The National Research Council will convene an ad hoc committee to develop a national research agenda with the objective of reducing life-cycle carbon emissions[1] from commercial aviation globally, even if air traffic grows as expected. The recommended research agenda will consist of a prioritized set of research projects of importance to the national and international commercial aeronautics community, and it will focus on advances in technologies and capabilities that can only be achieved through substantial research and technology development. Specifically, the committee will focus on new or more highly efficient propulsion (such as hybrid-electric) and energy systems (such as biofuels, batteries, and fuel cells). This includes consideration of the opportunities and challenges that changes in propulsion and energy technologies have for aircraft configurations, airline operational models, and infrastructure integration. Other key considerations include economic, regulatory and other policy opportunities and challenges that would be associated with a potential major change in propulsion and/or energy systems. This study is focused on propulsion and energy systems research; it will not develop recommendations for research in other areas such as airframe designs or air traffic management systems. In addition, the scope of this study excludes non-technology, policy approaches such as the imposition of carbon taxes, the use of carbon offsets, or legislative limits on carbon emissions.

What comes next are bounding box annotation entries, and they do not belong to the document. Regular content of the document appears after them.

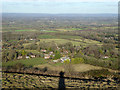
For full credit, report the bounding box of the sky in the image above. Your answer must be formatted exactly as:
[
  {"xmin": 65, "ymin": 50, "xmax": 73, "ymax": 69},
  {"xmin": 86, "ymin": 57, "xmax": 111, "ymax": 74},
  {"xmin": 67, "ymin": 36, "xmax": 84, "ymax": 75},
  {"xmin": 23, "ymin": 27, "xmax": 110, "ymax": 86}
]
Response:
[{"xmin": 2, "ymin": 0, "xmax": 118, "ymax": 14}]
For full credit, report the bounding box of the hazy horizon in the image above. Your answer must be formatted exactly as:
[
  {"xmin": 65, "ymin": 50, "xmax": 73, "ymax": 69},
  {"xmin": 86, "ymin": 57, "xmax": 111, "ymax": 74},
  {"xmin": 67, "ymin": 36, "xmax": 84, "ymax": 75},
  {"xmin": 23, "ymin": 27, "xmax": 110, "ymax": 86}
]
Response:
[{"xmin": 2, "ymin": 0, "xmax": 118, "ymax": 14}]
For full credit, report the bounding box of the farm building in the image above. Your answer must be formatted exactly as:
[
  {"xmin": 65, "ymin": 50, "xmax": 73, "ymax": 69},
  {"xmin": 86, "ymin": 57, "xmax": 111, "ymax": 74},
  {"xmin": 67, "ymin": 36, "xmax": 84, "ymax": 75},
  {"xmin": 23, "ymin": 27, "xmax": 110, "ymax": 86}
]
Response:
[{"xmin": 60, "ymin": 56, "xmax": 71, "ymax": 63}]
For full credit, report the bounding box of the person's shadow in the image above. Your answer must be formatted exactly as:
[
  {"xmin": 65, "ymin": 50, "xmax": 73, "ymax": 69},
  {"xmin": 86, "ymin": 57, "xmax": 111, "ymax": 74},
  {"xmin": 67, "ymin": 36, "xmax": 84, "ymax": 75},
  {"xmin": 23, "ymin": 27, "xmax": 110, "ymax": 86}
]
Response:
[{"xmin": 58, "ymin": 71, "xmax": 65, "ymax": 90}]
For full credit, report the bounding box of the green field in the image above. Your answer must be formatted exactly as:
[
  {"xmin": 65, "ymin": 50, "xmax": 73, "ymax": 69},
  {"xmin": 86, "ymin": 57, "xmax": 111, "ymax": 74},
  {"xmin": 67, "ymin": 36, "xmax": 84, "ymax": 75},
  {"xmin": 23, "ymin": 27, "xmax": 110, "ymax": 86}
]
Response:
[
  {"xmin": 2, "ymin": 58, "xmax": 47, "ymax": 66},
  {"xmin": 38, "ymin": 35, "xmax": 56, "ymax": 39},
  {"xmin": 15, "ymin": 29, "xmax": 36, "ymax": 32},
  {"xmin": 37, "ymin": 39, "xmax": 102, "ymax": 46},
  {"xmin": 56, "ymin": 28, "xmax": 83, "ymax": 31}
]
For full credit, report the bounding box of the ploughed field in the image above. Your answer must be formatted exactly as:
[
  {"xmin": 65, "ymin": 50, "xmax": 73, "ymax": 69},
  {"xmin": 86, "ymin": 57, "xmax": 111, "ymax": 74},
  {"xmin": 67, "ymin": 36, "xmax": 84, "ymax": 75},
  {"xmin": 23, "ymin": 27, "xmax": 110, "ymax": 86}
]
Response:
[{"xmin": 2, "ymin": 73, "xmax": 120, "ymax": 90}]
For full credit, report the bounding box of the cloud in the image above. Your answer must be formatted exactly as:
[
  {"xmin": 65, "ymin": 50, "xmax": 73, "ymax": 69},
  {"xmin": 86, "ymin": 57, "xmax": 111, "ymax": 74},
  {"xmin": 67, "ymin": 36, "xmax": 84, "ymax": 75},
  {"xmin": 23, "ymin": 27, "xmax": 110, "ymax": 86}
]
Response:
[{"xmin": 2, "ymin": 0, "xmax": 119, "ymax": 2}]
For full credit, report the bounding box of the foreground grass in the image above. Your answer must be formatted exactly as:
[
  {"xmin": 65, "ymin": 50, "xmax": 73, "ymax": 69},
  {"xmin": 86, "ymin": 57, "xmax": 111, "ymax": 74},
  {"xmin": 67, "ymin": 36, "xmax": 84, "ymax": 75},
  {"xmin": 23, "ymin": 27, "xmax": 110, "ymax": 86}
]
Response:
[{"xmin": 2, "ymin": 58, "xmax": 47, "ymax": 67}]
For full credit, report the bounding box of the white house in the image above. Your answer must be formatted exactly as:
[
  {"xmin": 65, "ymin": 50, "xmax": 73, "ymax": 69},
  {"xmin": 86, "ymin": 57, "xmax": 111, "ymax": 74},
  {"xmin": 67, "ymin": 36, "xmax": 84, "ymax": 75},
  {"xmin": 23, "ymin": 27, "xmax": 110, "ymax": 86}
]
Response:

In particular the committee will:

1. Consider the following:

a. Current goals, guidance and plans by government, industry, and other relevant bodies to reduce carbon emissions globally from civil aviation in the face of increasing demand for air transportation.
b. The current state of the art in lower-carbon propulsion and energy systems, lower-carbon propulsion and energy research efforts, and relevant research for other applications (for example, national defense, space, automotive, and marine applications) by industry, NASA, the Department of Defense, the Federal Aviation Administration, the Department of Energy, other federal agencies, academia, and non-U.S. research agencies and organizations.

2. Discuss the following:

a. Research leading to advances in propulsion and energy system technologies that could be introduced into service during the next 10 to 30 years and that would reduce global carbon emissions by commercial aviation. Consider technologies that might contribute to (i) a steady pace of incremental advances and (ii) credible, step changes in advancing current capabilities.
b. Synergistic opportunities and challenges for integration of advanced propulsion and energy systems with conventional and advanced airframe configurations, alternative airline concepts of operation, and with integration within the aviation and broader transportation and energy infrastructures.
c. Other economic, technical, regulatory, and policy barriers, key challenges, and opportunities, both domestically and internationally, for implementing next-generation technologies for reducing global commercial aviation carbon emissions.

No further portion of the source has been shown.